Citizen Reporter Talbert Black Wants More Delegation Meetings

September 28, 2012

Investigative Reports

Print Friendly, PDF & Email

WatchdogEditor’s Note: In June, Nerve Citizen Reporter Tom Hatfield of Hilton Head helped launch a new initiative for The Nerve called the “Delegation Watchdog Project.” The purpose of the project is to encourage county legislative delegations to hold regular public meetings with their constituents. Following is a story about another Citizen Reporter’s experience with the project. At the end of the story is an accompanying video by videographer intern Ashley Hinkel.

“There’s just not that accountability,” laments Citizen Reporter Talbert Black of South Carolina’s political system, while describing the drive behind his involvement in the Delegation Watchdog Project.

Right now Black, a Lexington County resident, is pushing the county’s legislative delegation not only to meet regularly, but also to promote its meetings so the public can attend.

“They don’t hold these meetings, and they should,” Black told The Nerve. “Delegations need to report to citizens.”

Black said delegation meetings should be viewed as an opportunity to inform constituents about what is going on at the State House, particularly given recent public criticism about the Legislature’s lack of transparency.

The Center for Public Integrity, a nonprofit, nonpartisan investigative news organization in Washington, D.C., recently ranked South Carolina as the worst state in the nation in terms of access to public information.
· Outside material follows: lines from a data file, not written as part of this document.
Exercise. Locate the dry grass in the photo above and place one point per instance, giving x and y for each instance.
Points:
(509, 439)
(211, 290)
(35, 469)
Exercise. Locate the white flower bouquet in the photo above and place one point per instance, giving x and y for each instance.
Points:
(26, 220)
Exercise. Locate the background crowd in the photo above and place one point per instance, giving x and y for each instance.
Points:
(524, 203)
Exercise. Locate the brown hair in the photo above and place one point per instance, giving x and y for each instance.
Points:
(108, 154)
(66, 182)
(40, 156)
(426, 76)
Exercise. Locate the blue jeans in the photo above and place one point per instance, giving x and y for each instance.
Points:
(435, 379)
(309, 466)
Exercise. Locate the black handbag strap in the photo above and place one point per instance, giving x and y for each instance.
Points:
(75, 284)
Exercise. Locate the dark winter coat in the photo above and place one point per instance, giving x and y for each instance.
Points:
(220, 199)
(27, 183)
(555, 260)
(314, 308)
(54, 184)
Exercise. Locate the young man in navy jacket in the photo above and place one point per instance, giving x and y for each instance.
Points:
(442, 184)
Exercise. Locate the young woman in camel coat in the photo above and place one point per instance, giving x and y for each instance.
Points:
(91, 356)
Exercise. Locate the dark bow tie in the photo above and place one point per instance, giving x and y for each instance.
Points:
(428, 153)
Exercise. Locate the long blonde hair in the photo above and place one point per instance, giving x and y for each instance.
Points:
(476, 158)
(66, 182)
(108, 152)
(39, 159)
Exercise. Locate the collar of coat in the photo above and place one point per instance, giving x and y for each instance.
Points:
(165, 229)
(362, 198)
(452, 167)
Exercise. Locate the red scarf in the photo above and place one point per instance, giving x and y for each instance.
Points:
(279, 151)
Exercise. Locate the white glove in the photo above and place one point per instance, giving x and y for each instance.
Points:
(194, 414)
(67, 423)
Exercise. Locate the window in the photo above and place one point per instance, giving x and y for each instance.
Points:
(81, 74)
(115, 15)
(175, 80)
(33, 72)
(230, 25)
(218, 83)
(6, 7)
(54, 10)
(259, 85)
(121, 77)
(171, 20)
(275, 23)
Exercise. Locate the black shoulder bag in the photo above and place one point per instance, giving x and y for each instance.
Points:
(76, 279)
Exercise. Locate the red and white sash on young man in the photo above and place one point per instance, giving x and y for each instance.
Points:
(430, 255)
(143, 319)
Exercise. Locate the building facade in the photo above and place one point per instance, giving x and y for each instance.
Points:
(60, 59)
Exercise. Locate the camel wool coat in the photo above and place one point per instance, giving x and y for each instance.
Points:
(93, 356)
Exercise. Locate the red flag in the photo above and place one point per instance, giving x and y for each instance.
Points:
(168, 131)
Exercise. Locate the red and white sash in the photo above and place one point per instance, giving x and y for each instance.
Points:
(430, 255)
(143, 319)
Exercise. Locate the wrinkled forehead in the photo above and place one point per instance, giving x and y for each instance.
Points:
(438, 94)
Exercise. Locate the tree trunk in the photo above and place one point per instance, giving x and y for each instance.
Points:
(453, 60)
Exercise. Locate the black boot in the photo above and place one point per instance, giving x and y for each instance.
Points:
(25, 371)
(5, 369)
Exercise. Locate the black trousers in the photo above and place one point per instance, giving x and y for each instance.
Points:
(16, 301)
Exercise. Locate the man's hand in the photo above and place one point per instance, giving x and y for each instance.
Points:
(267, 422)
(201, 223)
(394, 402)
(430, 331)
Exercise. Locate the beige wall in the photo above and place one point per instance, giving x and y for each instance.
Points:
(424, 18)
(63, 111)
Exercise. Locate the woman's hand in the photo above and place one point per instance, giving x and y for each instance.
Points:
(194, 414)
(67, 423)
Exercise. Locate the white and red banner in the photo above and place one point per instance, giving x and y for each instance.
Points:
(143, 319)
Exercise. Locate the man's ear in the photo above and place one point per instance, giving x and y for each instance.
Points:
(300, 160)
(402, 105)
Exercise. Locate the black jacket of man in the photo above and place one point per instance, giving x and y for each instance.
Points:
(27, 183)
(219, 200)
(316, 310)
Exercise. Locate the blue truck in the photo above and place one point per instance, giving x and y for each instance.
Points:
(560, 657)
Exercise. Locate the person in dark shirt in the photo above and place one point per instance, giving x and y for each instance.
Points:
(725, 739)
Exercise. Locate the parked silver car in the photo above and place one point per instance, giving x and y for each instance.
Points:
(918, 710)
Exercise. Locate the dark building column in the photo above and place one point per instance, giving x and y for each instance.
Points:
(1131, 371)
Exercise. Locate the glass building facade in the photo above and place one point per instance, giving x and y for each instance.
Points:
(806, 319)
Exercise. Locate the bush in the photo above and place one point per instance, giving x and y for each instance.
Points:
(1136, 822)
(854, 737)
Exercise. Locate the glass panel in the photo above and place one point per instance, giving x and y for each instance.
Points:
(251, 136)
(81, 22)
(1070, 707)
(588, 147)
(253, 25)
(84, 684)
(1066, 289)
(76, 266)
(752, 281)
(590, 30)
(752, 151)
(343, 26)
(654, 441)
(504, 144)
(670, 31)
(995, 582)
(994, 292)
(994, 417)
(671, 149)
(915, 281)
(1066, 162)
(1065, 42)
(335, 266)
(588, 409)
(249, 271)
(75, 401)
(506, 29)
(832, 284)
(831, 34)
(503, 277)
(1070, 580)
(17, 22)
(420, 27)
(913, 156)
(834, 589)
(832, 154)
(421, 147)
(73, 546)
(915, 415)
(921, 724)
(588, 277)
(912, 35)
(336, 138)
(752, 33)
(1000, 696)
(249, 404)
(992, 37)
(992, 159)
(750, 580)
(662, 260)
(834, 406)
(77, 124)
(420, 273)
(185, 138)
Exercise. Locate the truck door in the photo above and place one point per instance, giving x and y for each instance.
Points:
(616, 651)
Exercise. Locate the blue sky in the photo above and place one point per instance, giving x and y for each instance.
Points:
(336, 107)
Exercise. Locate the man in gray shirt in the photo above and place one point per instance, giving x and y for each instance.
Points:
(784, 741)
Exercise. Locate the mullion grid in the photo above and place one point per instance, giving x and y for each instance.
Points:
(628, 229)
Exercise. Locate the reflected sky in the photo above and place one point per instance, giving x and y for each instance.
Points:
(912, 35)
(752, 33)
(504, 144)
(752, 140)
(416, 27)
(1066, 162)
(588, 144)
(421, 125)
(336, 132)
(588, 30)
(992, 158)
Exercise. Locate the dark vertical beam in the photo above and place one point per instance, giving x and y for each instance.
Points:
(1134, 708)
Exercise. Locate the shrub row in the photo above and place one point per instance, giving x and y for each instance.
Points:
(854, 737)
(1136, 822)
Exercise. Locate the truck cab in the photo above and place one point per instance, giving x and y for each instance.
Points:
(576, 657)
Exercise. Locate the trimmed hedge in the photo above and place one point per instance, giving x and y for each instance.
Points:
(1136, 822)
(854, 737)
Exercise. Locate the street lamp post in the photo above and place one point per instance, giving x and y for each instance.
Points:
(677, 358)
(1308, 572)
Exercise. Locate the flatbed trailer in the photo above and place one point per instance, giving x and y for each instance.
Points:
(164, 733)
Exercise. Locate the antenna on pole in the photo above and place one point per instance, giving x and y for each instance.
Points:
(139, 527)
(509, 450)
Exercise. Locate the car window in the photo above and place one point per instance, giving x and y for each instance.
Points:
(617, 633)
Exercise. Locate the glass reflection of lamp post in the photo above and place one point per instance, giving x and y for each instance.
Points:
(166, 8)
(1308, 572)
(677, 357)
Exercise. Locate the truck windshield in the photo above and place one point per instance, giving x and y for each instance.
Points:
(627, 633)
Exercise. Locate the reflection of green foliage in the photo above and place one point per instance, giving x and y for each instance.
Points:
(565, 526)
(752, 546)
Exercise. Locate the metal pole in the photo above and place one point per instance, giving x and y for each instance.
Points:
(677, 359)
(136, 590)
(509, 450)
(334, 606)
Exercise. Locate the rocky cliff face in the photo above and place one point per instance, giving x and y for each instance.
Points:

South Carolina’s government websites similarly received average to poor marks for transparency when evaluated earlier this year by the Sunshine Review, a nonprofit organization in Virginia that grades government websites nationwide.

“One of the things we ended on (this last legislative session) was Freedom of Information Act rules,” Black said. “If they had been holding delegation meetings, I certainly would’ve brought that up.”

Black said he became involved with the Delegation Watchdog Project earlier this summer, when he e-mailed Sen. Shane Massey, R-Edgefield, and Rep. Todd Atwater, R-Lexington, about whether they held meetings regularly, and if those meetings were open to the public.

Black said according to Atwater, the delegation meetings were designed for legislators to assemble and decide where they stood on issues or what appointments they intended to make; they were not arranged with the public in mind.

“They’re not necessarily private,” Black said, “but they’re not advertising them either.”

Moreover, Black said the meetings do not occur regularly, but instead are held on an “as-needed basis.”

“Massey does hold town hall meetings, but it’s just him,” Black said. “That’s great for his constituents, but it’s not great for the rest of Lexington.”

Lexington County’s senatorial delegation is made up of Sen. John Courson, R-Richland and the Senate president pro tempore; Sen. Ronnie Cromer, R-Newberry; Sen. Jake Knotts, R-Lexington; and Sen. Nikki Setzler, D-Lexington.

Lexington’s House delegates are Rep. Todd Atwater, R-Lexington; Rep. Nathan Ballentine, R-Richland; Rep. Kenny Bingham, R-Lexington and the House majority leader; Rep. Marion Frye, R-Lexington; Rep. Chip Huggins, R-Lexington; Rep. Walt McLeod, D-Newberry; Rep. Harry Ott, D-Calhoun and the House minority leader; Rep. Rick Quinn, R-Lexington; Rep. Kit Spires, R- Lexington; and Rep. Mac Toole, R-Lexington.

Massey is not listed on the General Assembly’s website as a Lexington County delegation member. He  told The Nerve that part of the county was moved to his district – effective with the November election – because of reapportionment, or the redrawing of legislative district lines to reflect population changes.

Black said his next step is to follow up with Atwater and “get them to hold an open-forum delegation meeting.”

Delegation meetings have never been covered as thoroughly as floor debates in the General Assembly. To foster government transparency and accountability, Nerve Citizen Reporters like Black are encouraging delegates to hold more open meetings, which the reporters plan to cover.

Delegations that do not meet regularly will be encouraged by Citizen Reporters to do so. Accordingly, Black said he intends to contact Atwater and ask him when the next meeting is scheduled to happen.

“If there is no meeting scheduled, then myself and other citizen leaders will get together and determine a time and place to get them to come,” he said.

“We need a place to hold these meetings,” Black continued. “We need to have a place where people can meet with their representatives and hold them accountable.

“We need to get the delegates together as a whole and address countywide issues as a whole.”

When asked by The Nerve if he had specific interests he would like to bring to the delegation’s attention, Black replied, “I’m very interested in what they plan to do in regard to the ‘Eight Barriers to Freedom,’ and whether they will support changes recommended by the Policy Council.”

Black was referring to an eight-point reform agenda released recently by the South Carolina Policy Council, the parent organization of The Nerve.

Citizen Reporters have attended and reported on other types of government meetings, and have been active in other ways, such as filing requests with government agencies under the S.C. Freedom of Information Act. The Delegation Watchdog Project gives Citizen Reporters another opportunity to engage directly with their representatives.